Ethanol produced from sweet sorghum can be used for auto and jet fuel, UF/IFAS researchers said.
UF/IFAS researchers picture big fuel potential from sorghum partly because it's so abundant. Sorghum is the fifth largest cereal crop in the world and the third largest in the United States, according to the U.S. Department of Agriculture. In 2014, the U.S. was the largest producer of sorghum in the world.
UF/IFAS scientists like sorghum because it can be cultivated twice a year in Florida, requires little fertilizer, uses water efficiently and can be drought resistant, UF/IFAS research shows.
Combine this with terra preta to get more harvests per year and they might have something.
(Score: 2) by jmorris on Friday December 15 2017, @08:42PM
Math and logic, learn it. The U.S. is a huge exporter of food at the moment.
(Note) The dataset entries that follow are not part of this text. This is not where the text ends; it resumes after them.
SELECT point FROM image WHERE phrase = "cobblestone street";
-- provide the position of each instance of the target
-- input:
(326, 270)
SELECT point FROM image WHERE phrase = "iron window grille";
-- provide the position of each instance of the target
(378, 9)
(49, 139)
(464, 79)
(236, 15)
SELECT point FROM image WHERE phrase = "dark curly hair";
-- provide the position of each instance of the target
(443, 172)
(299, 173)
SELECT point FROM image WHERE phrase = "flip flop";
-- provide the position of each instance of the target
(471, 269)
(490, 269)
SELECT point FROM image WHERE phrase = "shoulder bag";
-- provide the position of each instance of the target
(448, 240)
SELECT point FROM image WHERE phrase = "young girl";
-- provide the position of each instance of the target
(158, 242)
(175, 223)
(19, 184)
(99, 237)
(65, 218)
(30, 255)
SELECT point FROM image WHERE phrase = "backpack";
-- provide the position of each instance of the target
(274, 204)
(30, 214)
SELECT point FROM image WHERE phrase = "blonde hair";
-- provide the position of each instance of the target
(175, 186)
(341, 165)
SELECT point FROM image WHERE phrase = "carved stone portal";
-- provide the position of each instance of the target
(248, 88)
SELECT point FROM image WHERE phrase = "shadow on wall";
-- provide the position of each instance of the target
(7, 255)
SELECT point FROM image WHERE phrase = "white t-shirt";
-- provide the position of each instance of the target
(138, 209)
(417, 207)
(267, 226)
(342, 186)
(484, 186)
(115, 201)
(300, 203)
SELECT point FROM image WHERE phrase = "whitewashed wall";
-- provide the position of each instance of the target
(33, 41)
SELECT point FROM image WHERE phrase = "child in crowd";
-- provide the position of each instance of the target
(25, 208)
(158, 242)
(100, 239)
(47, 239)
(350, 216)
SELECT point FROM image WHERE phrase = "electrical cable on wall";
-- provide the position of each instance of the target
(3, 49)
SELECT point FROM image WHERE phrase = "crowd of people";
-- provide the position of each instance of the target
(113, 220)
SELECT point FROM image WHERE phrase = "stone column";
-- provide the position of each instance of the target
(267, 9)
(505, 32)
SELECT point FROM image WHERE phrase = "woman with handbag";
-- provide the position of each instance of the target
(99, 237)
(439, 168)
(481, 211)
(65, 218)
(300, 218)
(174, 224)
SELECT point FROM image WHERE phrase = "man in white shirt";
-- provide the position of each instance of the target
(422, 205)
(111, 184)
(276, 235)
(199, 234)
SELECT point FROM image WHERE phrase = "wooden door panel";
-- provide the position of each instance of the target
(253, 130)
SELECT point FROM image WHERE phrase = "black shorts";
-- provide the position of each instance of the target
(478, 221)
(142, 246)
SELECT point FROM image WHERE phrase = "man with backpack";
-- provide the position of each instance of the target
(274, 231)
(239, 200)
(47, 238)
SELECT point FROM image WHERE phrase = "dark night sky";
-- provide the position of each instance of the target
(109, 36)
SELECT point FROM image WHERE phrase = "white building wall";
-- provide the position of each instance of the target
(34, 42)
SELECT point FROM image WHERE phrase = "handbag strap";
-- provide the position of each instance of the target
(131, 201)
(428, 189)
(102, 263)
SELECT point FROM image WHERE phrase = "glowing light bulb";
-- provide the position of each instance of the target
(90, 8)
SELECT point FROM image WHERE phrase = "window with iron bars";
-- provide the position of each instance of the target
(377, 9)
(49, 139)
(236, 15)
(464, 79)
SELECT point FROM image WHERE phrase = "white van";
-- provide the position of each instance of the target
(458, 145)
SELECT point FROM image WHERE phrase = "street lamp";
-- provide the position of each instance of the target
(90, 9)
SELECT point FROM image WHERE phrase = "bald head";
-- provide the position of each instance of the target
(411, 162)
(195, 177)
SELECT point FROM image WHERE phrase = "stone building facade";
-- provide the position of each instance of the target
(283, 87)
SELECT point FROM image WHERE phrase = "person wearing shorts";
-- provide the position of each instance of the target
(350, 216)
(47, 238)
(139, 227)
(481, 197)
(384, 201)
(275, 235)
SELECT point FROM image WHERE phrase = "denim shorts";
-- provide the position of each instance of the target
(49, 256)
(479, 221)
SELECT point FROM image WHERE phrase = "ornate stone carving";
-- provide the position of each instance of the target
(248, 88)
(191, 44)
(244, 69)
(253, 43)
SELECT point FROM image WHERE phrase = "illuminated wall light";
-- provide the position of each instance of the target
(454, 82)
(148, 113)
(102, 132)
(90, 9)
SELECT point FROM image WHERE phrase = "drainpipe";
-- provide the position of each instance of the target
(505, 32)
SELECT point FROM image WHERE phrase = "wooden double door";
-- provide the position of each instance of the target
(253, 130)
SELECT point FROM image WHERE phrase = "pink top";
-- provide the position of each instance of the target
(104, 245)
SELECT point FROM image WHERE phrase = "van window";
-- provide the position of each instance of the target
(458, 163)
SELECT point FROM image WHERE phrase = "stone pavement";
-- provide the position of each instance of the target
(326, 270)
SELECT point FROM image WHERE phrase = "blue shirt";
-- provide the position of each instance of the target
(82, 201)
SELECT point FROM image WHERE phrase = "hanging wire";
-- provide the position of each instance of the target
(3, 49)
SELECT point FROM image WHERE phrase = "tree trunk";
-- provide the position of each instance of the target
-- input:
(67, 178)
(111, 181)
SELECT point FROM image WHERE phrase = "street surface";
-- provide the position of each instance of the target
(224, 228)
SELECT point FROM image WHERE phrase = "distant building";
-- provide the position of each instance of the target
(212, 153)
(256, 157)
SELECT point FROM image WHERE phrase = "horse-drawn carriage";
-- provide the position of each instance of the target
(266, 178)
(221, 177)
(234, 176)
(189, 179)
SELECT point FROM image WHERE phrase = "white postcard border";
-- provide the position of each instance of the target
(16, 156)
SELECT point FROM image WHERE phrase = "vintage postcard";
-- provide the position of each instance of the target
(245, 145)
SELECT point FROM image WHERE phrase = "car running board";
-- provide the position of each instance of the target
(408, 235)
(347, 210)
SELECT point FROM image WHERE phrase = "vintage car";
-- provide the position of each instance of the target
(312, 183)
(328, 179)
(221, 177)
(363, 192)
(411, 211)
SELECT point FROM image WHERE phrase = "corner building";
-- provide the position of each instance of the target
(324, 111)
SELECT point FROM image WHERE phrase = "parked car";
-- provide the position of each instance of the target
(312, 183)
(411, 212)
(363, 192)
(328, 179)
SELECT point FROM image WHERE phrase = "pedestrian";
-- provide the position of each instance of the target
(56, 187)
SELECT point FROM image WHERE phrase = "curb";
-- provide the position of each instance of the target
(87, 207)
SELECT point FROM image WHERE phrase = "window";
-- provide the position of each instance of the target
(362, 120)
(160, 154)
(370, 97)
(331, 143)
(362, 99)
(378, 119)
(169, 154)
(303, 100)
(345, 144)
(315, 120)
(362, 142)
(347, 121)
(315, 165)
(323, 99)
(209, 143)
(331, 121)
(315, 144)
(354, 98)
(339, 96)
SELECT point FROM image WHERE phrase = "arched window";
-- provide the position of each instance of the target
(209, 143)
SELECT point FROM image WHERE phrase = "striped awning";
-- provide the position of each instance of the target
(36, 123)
If we suddenly divert a large portion of our arable land to grow fuel, how much food goes off the market? How many people die? The U.S. is not likely to reduce fuel consumption all that much, as new tech comes energy use tends to go UP, not down. It doesn't matter how little gas some noble savage in Africa is using, they can't feed themselves; yet if they develop enough to feed themselves they probably are also trying to attain our lifestyle and will also begin diverting land to grow fuel. And arable land is now a fairly fixed quantity, better infrastructure and irrigation can bring some new 3rd world land into production but not nearly enough to feed everyone AND provide the fuel required for a civilization.
Growing fuel means a much lower population, no escaping that. So you who support biofuel need to either own it or rethink. Do you support culling off 25-50% of the current human population or don't you?